Governor Endicott
by
I am sorry that I cannot respond in person to the invitation of the Essex Institute to its commemorative festival on the 18th. I especially regret it, because, though a member of the Society of Friends, and, as such, regarding with abhorrence the severe persecution of the sect under the administration of Governor Endicott, I am not unmindful of the otherwise noble qualities and worthy record of the great Puritan, whose misfortune it was to live in an age which regarded religious toleration as a crime. He was the victim of the merciless logic of his creed. He honestly thought that every convert to Quakerism became by virtue of that conversion a child of perdition; and, as the head of the Commonwealth, responsible for the spiritual as well as temporal welfare of its inhabitants, he felt it his duty to whip, banish, and hang heretics to save his people from perilous heresy.

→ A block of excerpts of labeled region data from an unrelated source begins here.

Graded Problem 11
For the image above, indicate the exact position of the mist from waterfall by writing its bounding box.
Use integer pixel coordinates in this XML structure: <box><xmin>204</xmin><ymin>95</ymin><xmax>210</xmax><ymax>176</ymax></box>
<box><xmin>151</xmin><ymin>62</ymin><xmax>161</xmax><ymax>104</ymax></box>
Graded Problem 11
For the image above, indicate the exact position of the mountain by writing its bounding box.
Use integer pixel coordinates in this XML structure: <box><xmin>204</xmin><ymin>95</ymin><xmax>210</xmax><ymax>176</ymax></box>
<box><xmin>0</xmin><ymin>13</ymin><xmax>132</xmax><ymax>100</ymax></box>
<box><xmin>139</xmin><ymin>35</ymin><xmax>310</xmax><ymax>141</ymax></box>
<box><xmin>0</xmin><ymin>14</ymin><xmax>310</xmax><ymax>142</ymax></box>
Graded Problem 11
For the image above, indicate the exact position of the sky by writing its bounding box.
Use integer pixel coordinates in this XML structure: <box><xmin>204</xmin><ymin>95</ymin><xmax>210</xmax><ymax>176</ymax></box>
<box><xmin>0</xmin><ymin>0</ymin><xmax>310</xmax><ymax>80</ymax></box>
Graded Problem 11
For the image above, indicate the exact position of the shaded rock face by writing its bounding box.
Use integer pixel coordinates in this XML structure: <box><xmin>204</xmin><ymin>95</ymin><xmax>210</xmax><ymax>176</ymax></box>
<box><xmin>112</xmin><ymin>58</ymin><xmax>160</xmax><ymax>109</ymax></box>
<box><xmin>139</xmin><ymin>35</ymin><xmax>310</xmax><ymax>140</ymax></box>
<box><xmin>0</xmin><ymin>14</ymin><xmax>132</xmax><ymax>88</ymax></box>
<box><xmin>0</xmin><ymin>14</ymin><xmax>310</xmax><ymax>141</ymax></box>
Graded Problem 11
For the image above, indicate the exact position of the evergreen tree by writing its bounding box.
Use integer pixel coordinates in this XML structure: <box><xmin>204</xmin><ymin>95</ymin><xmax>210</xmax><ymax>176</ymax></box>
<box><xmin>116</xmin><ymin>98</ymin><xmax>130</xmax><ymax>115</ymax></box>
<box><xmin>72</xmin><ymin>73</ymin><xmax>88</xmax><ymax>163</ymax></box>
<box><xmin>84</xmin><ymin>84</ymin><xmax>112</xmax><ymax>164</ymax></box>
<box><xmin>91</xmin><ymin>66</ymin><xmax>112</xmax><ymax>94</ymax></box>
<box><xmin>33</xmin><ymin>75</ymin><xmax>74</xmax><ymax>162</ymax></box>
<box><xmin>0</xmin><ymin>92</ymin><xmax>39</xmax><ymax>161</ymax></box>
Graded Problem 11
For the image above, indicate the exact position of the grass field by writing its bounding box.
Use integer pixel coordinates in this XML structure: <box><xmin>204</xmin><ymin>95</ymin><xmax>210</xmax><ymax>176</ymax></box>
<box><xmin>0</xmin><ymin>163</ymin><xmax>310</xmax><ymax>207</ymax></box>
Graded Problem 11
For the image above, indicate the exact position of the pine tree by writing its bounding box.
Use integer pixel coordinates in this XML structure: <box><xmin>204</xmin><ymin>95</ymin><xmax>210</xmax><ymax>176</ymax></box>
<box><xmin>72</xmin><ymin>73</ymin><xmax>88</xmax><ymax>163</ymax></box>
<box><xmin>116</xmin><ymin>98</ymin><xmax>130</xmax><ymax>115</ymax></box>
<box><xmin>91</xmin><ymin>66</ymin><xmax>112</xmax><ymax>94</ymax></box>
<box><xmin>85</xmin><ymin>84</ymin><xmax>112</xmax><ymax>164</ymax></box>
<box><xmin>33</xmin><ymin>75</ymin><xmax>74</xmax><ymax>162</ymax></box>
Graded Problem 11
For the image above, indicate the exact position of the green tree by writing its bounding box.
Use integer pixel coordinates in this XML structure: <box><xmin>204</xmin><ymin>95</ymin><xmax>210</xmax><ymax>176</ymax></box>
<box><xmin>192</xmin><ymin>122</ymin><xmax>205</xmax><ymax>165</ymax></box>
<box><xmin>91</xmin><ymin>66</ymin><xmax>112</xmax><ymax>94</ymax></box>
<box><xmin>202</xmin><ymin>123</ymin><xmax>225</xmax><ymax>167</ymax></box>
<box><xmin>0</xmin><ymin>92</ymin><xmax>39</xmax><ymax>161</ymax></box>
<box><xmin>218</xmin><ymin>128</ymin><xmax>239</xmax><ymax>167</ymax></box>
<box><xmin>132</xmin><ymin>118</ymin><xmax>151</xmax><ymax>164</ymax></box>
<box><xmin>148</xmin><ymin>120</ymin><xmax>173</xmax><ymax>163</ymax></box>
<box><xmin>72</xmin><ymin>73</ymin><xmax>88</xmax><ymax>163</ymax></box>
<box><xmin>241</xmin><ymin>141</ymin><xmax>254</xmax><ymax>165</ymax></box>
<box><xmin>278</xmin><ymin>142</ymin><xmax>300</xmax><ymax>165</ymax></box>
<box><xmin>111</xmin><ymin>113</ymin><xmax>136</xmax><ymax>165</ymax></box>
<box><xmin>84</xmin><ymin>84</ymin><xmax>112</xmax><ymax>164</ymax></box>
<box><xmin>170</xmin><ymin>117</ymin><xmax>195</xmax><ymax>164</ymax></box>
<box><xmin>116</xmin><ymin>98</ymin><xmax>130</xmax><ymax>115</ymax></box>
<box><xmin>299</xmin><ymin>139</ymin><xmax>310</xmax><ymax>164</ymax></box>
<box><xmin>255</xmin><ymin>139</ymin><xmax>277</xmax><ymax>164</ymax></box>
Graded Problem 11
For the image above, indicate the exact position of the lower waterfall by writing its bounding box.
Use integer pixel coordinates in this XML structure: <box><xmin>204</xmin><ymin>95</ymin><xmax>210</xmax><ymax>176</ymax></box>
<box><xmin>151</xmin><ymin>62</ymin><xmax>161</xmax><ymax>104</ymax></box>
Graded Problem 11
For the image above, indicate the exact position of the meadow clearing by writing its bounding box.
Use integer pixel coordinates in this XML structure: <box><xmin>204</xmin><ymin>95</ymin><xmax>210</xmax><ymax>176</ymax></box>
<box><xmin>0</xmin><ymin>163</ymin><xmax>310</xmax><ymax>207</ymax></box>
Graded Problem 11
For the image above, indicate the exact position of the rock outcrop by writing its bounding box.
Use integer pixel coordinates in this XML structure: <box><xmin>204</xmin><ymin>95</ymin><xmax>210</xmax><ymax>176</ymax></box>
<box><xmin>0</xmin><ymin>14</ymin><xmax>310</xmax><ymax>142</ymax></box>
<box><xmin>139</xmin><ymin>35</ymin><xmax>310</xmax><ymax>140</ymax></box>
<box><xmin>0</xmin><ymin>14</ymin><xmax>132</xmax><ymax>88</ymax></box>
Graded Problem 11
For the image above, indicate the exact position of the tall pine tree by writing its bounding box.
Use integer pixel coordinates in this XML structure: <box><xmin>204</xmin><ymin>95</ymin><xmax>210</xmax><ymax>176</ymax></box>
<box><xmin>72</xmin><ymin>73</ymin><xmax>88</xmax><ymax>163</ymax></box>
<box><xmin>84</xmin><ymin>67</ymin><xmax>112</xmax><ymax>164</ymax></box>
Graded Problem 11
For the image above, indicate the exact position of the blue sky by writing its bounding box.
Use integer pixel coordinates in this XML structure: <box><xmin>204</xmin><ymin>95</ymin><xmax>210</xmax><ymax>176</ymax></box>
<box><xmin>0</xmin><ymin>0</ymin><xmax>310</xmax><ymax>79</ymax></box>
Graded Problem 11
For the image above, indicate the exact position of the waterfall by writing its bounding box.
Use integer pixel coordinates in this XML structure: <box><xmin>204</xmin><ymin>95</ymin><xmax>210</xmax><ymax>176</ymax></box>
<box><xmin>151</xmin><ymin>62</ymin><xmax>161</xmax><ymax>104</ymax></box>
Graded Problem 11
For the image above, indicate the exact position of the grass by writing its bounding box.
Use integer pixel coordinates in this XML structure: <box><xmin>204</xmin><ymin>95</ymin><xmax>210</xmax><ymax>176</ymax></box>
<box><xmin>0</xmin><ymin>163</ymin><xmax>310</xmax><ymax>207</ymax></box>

The extravagance of some of the early Quakers has been grossly exaggerated. Their conduct will compare in this respect favorably with that of the first Anabaptists and Independents; but it must be admitted that many of them manifested a good deal of that wild enthusiasm which has always been the result of persecution and the denial of the rights of conscience and worship. Their pertinacious defiance of laws enacted against them, and their fierce denunciations of priests and magistrates, must have been particularly aggravating to a man as proud and high tempered as John Endicott. He had that free-tongued neighbor of his, Edward Wharton, smartly whipped at the cart-tail about once a month, but it may be questioned whether the governor’s ears did not suffer as much under Wharton’s biting sarcasm and “free speech” as the latter’s back did from the magisterial whip.
Time has proved that the Quakers had the best of the controversy; and their descendants can well afford to forget and forgive an error which the Puritan governor shared with the generation in which he lived.
WEST OSSIPEE, N. H., 14th 9th Month, 1878.